Media Indonesia • 25 September 2024 11:17
Jakarta: Anggota Komisi IX DPR Edy Wuryanto mendorong langkah preventif dan sanksi yang ketat, terkait korupsi atau fraud di bidang kesehatan. Sanksi tegas tertuang pada Perpres Nomor 82 Tahun 2018, mengenai sanksi administratif hingga mengakhiri kerja sama dengan.
"Dalam Pasal 93 Ayat (4) Perpres Nomor 82 Tahun 2018 memungkinkan untuk melaporkan fraud tersebut sebagai tindak pidana, tapi hingga saat ini BPJS Kesehatan tidak pernah melaporkan tindakan fraud sebagai tindak pidana," kata Edy, dalam keterangannya, Rabu, 25 September 2024.
Pada Permenkes Nomor 16 Tahun 2019 tentang Pencegahan dan Penanganan fraud, sanksi administrasi dapat diikuti dengan sanksi tambahan berupa denda yang diberikan kepada pihak yang dirugikan. Sanksi tidak hanya pada lembaga saja.
Pada Pasal 6 Ayat (5) Permenkes Nomor 16 Tahun 2019 menyatakan jika ada kecurangan yang dilakukan oleh
tenaga kesehatan, penyelenggara pelayanan kesehatan, dan penyedia obat dan alat kesehatan maka mereka dapat sanksi administratif dan dapat diikuti dengan pencabutan izin sesuai dengan ketentuan peraturan perundang-undangan. Perlu diketahui sanksi administratif ini tidak menghapus sanksi pidana.

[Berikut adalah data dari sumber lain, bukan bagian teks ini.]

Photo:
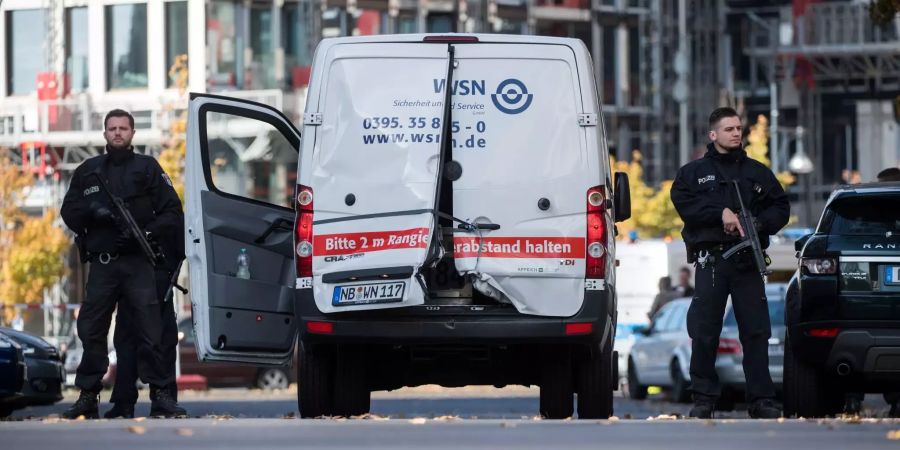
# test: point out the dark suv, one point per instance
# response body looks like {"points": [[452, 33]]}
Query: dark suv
{"points": [[843, 304]]}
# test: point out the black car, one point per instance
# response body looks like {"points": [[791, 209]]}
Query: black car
{"points": [[12, 375], [843, 304], [45, 375]]}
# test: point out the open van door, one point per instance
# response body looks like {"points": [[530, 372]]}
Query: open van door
{"points": [[240, 177]]}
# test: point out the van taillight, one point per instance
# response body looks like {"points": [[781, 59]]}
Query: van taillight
{"points": [[303, 232], [596, 235]]}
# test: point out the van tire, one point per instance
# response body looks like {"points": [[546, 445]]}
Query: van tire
{"points": [[315, 375], [595, 375], [557, 390], [352, 396], [635, 390], [807, 393]]}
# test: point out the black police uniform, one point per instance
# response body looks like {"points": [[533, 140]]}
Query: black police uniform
{"points": [[120, 273], [125, 392], [700, 192]]}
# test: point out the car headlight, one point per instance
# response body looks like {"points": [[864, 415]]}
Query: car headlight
{"points": [[819, 266]]}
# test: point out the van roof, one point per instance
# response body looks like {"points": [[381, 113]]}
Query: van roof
{"points": [[492, 38]]}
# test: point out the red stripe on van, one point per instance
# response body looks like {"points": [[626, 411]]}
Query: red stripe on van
{"points": [[519, 247], [374, 241]]}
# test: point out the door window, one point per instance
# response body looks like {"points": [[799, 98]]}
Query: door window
{"points": [[250, 158]]}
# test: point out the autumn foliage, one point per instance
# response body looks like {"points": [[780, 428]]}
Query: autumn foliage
{"points": [[31, 247]]}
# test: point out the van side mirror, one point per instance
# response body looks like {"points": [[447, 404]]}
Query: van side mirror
{"points": [[799, 243], [622, 197]]}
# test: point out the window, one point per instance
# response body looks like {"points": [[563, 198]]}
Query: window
{"points": [[262, 44], [251, 159], [25, 31], [296, 27], [126, 46], [76, 49], [866, 215], [224, 45], [176, 35]]}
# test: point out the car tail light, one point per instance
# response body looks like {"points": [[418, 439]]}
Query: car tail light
{"points": [[729, 346], [579, 328], [823, 332], [595, 266], [303, 233], [320, 327], [819, 266]]}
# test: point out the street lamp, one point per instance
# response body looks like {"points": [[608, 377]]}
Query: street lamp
{"points": [[800, 162]]}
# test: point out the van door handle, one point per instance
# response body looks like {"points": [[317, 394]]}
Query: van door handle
{"points": [[479, 226], [279, 223]]}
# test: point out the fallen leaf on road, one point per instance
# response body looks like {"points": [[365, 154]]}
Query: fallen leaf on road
{"points": [[663, 417], [446, 418]]}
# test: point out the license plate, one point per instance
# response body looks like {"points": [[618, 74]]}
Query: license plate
{"points": [[892, 275], [363, 294]]}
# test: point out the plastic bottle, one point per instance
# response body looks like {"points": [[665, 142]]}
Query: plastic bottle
{"points": [[243, 265]]}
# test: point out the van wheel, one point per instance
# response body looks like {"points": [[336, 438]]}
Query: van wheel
{"points": [[680, 391], [557, 392], [595, 375], [315, 374], [352, 396], [270, 378], [635, 390], [807, 393]]}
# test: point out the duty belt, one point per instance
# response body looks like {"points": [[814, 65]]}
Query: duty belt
{"points": [[104, 258]]}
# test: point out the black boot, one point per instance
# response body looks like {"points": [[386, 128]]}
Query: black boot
{"points": [[120, 411], [87, 405], [764, 409], [163, 405]]}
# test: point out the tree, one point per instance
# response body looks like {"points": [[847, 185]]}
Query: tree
{"points": [[31, 248], [171, 159], [758, 148], [652, 212]]}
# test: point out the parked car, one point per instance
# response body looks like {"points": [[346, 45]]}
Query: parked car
{"points": [[13, 371], [843, 304], [43, 384], [224, 374], [662, 358]]}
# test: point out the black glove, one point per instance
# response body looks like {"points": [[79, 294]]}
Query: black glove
{"points": [[101, 214]]}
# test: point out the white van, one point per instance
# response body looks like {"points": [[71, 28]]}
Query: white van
{"points": [[499, 271]]}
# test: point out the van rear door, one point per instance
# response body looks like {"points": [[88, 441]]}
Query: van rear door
{"points": [[374, 161], [527, 164]]}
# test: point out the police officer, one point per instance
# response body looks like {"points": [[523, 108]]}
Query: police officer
{"points": [[125, 393], [704, 198], [120, 273]]}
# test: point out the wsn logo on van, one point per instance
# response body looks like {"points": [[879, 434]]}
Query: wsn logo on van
{"points": [[512, 96]]}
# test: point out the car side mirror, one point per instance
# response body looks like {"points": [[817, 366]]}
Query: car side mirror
{"points": [[622, 201], [799, 243]]}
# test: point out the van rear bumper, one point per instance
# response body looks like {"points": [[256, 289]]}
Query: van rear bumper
{"points": [[427, 325]]}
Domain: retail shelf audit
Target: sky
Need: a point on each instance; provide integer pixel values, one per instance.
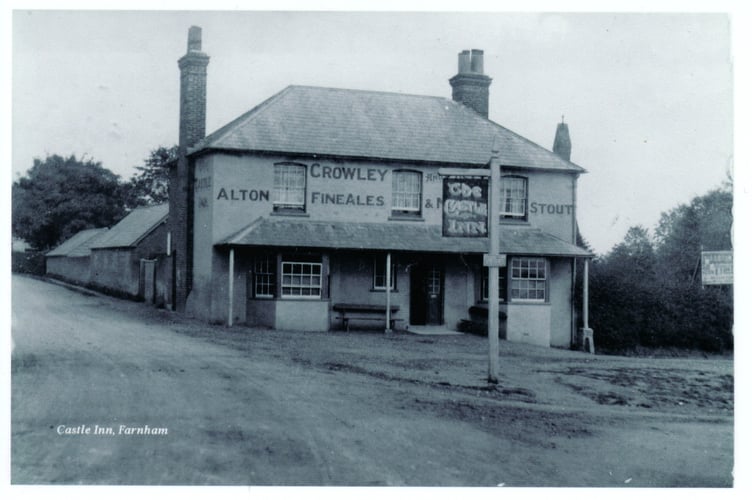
(648, 97)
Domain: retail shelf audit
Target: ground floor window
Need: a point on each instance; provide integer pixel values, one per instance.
(502, 284)
(265, 276)
(379, 274)
(528, 279)
(301, 279)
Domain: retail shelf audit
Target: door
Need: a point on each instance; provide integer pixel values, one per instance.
(427, 293)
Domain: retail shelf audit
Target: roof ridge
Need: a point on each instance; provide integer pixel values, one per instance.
(366, 91)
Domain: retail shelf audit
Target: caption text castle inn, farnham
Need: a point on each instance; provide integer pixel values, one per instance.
(320, 196)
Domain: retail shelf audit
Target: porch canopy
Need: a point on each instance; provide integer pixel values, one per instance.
(394, 236)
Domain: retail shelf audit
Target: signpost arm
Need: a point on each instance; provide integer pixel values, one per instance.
(493, 269)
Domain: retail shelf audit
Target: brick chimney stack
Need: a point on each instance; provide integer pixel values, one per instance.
(562, 143)
(192, 129)
(470, 85)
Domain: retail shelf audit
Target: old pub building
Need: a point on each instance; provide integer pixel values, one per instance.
(322, 198)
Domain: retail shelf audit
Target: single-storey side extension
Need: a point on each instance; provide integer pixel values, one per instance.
(70, 261)
(116, 257)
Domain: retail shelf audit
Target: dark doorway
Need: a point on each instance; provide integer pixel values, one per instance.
(427, 293)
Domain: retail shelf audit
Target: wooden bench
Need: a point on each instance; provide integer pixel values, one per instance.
(363, 312)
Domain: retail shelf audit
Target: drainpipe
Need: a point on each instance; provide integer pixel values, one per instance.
(388, 292)
(586, 333)
(585, 293)
(493, 269)
(231, 286)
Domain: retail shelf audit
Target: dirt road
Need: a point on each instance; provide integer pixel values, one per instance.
(247, 406)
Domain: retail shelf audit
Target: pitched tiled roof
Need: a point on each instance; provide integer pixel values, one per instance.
(364, 124)
(133, 227)
(394, 236)
(78, 245)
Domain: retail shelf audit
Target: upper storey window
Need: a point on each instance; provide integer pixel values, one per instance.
(406, 192)
(289, 187)
(513, 197)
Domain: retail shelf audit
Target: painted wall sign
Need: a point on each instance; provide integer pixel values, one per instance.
(718, 268)
(348, 173)
(242, 195)
(361, 200)
(465, 207)
(551, 208)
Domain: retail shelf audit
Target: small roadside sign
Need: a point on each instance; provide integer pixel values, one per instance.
(718, 268)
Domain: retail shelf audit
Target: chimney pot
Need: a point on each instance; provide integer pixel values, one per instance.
(470, 85)
(463, 64)
(562, 142)
(476, 61)
(194, 39)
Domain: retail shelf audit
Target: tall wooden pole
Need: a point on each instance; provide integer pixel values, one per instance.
(493, 269)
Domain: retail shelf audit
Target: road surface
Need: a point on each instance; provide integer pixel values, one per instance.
(106, 391)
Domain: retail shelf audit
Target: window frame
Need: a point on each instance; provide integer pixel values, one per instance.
(402, 211)
(284, 273)
(282, 207)
(269, 274)
(504, 199)
(379, 264)
(503, 284)
(541, 264)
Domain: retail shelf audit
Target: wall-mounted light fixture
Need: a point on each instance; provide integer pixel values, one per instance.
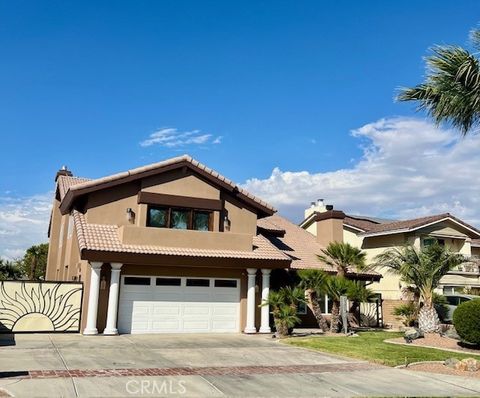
(130, 215)
(226, 224)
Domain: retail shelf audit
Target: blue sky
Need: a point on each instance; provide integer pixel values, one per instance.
(245, 87)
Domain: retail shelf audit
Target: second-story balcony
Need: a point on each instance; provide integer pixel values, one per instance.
(470, 267)
(167, 237)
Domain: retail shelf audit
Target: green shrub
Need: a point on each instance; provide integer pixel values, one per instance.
(440, 303)
(408, 311)
(466, 319)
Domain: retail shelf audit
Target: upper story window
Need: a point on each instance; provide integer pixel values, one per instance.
(430, 241)
(177, 218)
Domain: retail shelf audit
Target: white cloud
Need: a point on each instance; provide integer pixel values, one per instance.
(217, 140)
(409, 168)
(23, 222)
(171, 138)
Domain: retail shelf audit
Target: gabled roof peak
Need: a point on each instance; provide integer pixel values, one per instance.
(87, 186)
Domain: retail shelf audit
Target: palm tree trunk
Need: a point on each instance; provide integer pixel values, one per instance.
(428, 321)
(335, 317)
(354, 314)
(281, 327)
(33, 268)
(317, 311)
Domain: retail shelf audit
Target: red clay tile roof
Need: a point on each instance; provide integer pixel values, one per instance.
(64, 183)
(413, 224)
(359, 223)
(301, 246)
(92, 185)
(102, 237)
(268, 225)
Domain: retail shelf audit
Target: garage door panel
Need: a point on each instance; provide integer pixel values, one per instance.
(179, 309)
(166, 325)
(194, 309)
(223, 325)
(165, 310)
(223, 310)
(168, 296)
(197, 297)
(220, 297)
(199, 325)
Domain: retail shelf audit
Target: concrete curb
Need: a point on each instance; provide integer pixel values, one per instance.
(5, 393)
(431, 346)
(417, 363)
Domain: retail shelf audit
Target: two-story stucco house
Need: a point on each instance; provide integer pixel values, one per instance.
(374, 235)
(172, 247)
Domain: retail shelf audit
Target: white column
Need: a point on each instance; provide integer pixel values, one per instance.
(91, 327)
(265, 311)
(111, 327)
(250, 327)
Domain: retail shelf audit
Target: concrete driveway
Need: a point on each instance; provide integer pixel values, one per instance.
(43, 365)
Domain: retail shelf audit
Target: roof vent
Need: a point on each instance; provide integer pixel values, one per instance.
(63, 172)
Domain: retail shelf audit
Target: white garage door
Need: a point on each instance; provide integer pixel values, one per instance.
(178, 305)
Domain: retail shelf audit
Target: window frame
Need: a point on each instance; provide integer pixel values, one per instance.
(190, 217)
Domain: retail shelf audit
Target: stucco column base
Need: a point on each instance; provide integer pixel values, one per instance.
(110, 332)
(111, 327)
(91, 327)
(265, 310)
(250, 326)
(90, 332)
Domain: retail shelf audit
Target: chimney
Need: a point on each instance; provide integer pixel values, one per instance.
(63, 172)
(326, 225)
(316, 207)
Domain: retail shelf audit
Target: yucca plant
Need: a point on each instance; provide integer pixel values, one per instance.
(283, 304)
(424, 269)
(312, 282)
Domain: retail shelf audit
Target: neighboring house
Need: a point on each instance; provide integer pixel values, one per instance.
(170, 247)
(304, 248)
(375, 235)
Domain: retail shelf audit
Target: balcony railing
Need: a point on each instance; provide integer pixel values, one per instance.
(166, 237)
(471, 266)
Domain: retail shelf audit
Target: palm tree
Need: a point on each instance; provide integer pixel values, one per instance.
(424, 269)
(451, 90)
(292, 296)
(357, 293)
(312, 282)
(336, 287)
(32, 259)
(343, 257)
(9, 270)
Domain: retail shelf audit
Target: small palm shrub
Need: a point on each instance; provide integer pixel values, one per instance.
(466, 319)
(408, 312)
(440, 303)
(283, 304)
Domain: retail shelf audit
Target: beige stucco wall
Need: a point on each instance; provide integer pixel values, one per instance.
(177, 183)
(390, 285)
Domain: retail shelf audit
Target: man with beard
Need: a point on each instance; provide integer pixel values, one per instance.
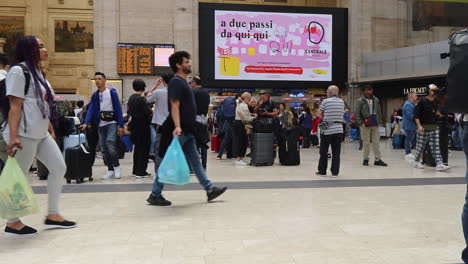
(182, 112)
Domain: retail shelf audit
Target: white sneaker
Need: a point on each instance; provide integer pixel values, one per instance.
(117, 173)
(241, 163)
(442, 167)
(108, 175)
(143, 176)
(418, 165)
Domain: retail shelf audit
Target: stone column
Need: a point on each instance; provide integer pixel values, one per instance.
(106, 36)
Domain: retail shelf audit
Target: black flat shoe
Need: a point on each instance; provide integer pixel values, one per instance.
(215, 193)
(158, 201)
(23, 232)
(51, 224)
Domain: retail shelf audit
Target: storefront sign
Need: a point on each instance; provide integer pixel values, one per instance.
(419, 91)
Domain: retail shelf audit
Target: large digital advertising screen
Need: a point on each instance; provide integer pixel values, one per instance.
(247, 46)
(273, 46)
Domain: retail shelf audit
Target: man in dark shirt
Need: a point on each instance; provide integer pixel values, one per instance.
(183, 109)
(425, 115)
(202, 99)
(266, 107)
(139, 127)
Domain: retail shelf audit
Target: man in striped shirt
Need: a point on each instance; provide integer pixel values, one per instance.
(332, 110)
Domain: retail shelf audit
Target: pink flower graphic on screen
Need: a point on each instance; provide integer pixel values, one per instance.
(224, 51)
(316, 32)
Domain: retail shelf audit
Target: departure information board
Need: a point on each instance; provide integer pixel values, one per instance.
(135, 59)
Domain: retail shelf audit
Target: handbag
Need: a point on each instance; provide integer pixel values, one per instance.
(371, 120)
(107, 116)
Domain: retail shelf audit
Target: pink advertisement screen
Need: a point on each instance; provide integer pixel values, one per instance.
(273, 46)
(161, 56)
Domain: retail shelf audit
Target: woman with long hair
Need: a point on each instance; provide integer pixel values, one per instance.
(29, 129)
(243, 118)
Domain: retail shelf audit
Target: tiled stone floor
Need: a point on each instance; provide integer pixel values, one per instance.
(396, 224)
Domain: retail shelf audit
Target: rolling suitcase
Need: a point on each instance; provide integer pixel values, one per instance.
(289, 149)
(73, 140)
(79, 164)
(354, 134)
(262, 152)
(314, 140)
(215, 143)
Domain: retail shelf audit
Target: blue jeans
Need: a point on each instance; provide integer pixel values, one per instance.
(108, 142)
(227, 137)
(153, 138)
(457, 137)
(410, 134)
(157, 159)
(465, 207)
(188, 144)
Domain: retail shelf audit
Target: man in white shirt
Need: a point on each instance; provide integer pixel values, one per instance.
(105, 110)
(161, 111)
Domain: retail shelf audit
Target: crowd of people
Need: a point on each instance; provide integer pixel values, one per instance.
(178, 106)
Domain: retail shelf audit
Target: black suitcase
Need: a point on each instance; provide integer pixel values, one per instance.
(456, 76)
(289, 149)
(428, 159)
(262, 152)
(79, 164)
(263, 125)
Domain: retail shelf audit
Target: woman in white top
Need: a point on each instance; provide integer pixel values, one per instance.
(243, 117)
(29, 128)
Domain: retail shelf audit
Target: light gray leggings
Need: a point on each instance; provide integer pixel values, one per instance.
(47, 151)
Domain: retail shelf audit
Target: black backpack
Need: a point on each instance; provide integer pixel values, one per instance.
(4, 102)
(457, 79)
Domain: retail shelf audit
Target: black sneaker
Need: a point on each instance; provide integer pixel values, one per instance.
(23, 232)
(50, 224)
(380, 163)
(158, 201)
(215, 192)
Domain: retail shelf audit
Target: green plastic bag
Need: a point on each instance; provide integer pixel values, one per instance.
(174, 168)
(16, 196)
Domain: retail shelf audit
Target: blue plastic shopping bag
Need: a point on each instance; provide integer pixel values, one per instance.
(174, 168)
(16, 196)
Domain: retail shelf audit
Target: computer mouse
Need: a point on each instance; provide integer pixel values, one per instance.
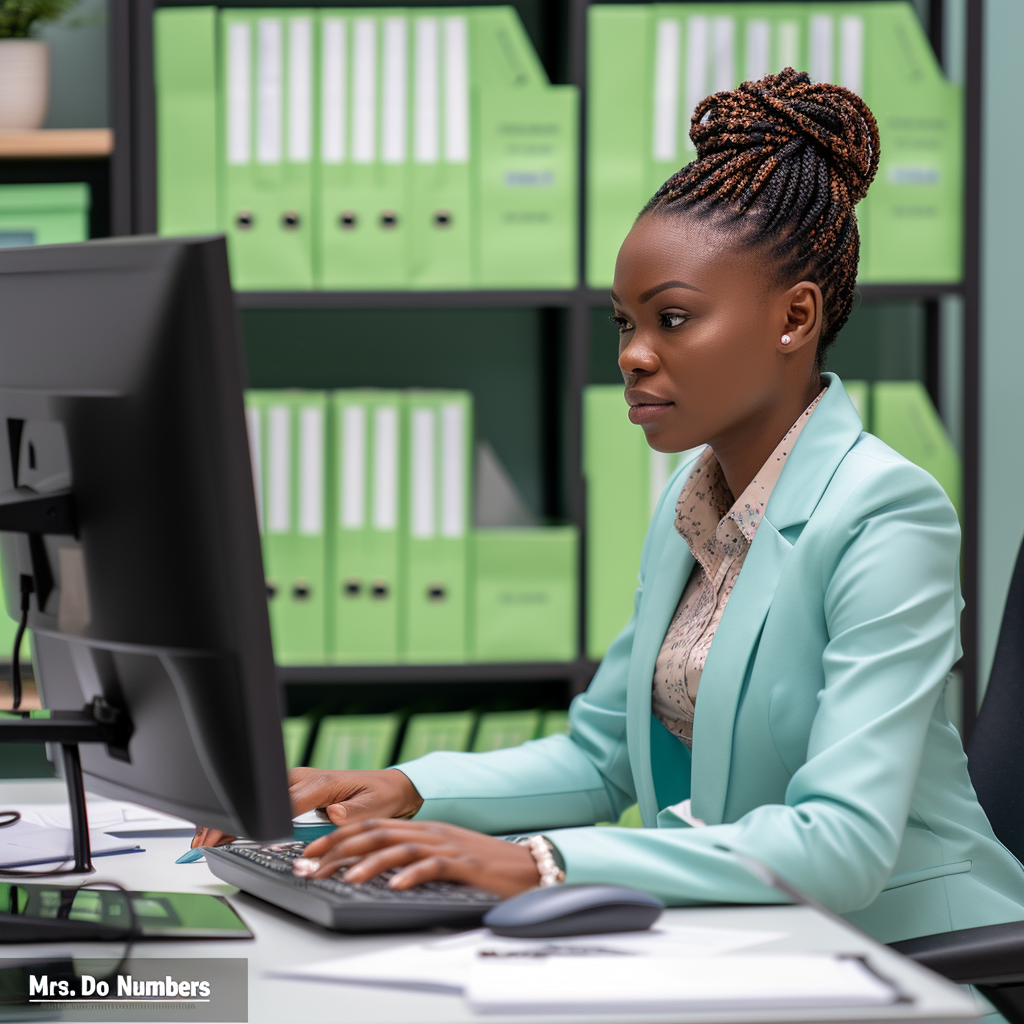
(573, 909)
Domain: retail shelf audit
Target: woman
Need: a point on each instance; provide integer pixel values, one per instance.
(811, 734)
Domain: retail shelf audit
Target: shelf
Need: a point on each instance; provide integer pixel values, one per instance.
(56, 143)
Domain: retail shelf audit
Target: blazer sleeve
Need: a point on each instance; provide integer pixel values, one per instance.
(892, 605)
(561, 780)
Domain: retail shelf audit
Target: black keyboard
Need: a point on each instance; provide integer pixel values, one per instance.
(368, 906)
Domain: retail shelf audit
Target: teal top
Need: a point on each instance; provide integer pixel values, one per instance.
(821, 744)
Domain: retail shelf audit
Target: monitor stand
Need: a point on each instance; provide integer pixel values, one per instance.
(98, 722)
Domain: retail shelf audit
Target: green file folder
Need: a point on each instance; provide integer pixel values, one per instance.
(184, 42)
(437, 461)
(287, 438)
(43, 214)
(439, 731)
(355, 741)
(555, 723)
(269, 121)
(524, 607)
(905, 419)
(525, 207)
(365, 216)
(499, 729)
(616, 131)
(367, 497)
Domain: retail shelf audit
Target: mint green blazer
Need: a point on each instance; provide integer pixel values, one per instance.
(820, 739)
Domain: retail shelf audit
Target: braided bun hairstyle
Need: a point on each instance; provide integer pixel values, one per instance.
(785, 162)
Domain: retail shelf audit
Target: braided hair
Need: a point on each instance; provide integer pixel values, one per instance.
(785, 162)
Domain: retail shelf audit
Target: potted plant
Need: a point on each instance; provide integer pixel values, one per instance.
(25, 62)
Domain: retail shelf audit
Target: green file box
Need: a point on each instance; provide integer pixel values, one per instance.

"Sudah jelas aturannya bahwa fraud ini bisa ditindak. Maka ketika ada indikasi fraud, silakan untuk investigasi dan jika ada fakta fraud maka bisa diberikan sanksi sesuai aturan," ujar Edy.
Edy juga meminta langkah prefentif agar tidak terjadi fraud. Dia menyarankan kepada BPJS Kesehatan agar melakukan komunikasi dengan pasien sehingga informasi dari pasien dapat mencegah fraud.
"Dengan membangun komunikasi dengan pasien maka phantom billing akan sulit terjadi. Selain itu BPJS Kesehatan juga bisa meningkatkan kualitas verifikator sehingga dapat mengantisipasi fraud pada saat RS mengajukan klaim," ujarnya.
"Fraud dalam bidang kesehatan terbukti berpotensi menimbulkan kerugian finansial negara dalam jumlah yang tidak sedikit," sambungnya.
Ia mencontohkan pontesi kerugian akibat fraud di dunia adalah sebesar 7,29 persen dari dana kesehatan yang dikelola tiap tahunnya. Selain itu juga fraud juga menimbulkan kerugian sebesar USD 0,5 sampai 1 juta di Afrika Selatan berdasar data dari Simanga Msane dan Qhubeka Forensic dan Qhubeka Forensic Services yang diterbitkan oleh WHO pada 2011.
Sebelumnya, Wakil Ketua KPK Alexander Marwata menyebutkan adanya potensi kerugian karena fraud di bidang kesehatan mencapai 10 persen atau kerugian diperkirakan Rp20 triliun. KPK juga mengungkapkan temuan fraud senilai Rp35 miliar dari klaim JKN pada tiga rumah sakit.
Edy menyatakan pernyataan Wakil Ketua KPK tersebut memang mengacu pada fraud di Amerika Serikat (AS). Dengan adanya data ini, dia menyarankan agar jadi alarm agar tidak terjadi di Indonesia.
"Tidak sedikit bukti dari berbagai negara soal adanya potensi fraud yang ini harus jadi perhatian banyak pihak," ucap Edy.
Ia mencontohkan data dari FBI di AS yang menunjukkan bahwa potensi kerugian yang mungkin ditimbulkan akibat fraud layanan kesehatan adalah sebesar 3 sampai 10 persen dari dana yang dikelola. Berdasarkan penelitian University of Portsmouth menunjukkan bahwa potensi fraud di Inggris adalah sebesar 3 sampai 8 persen dari dana yang dikelola.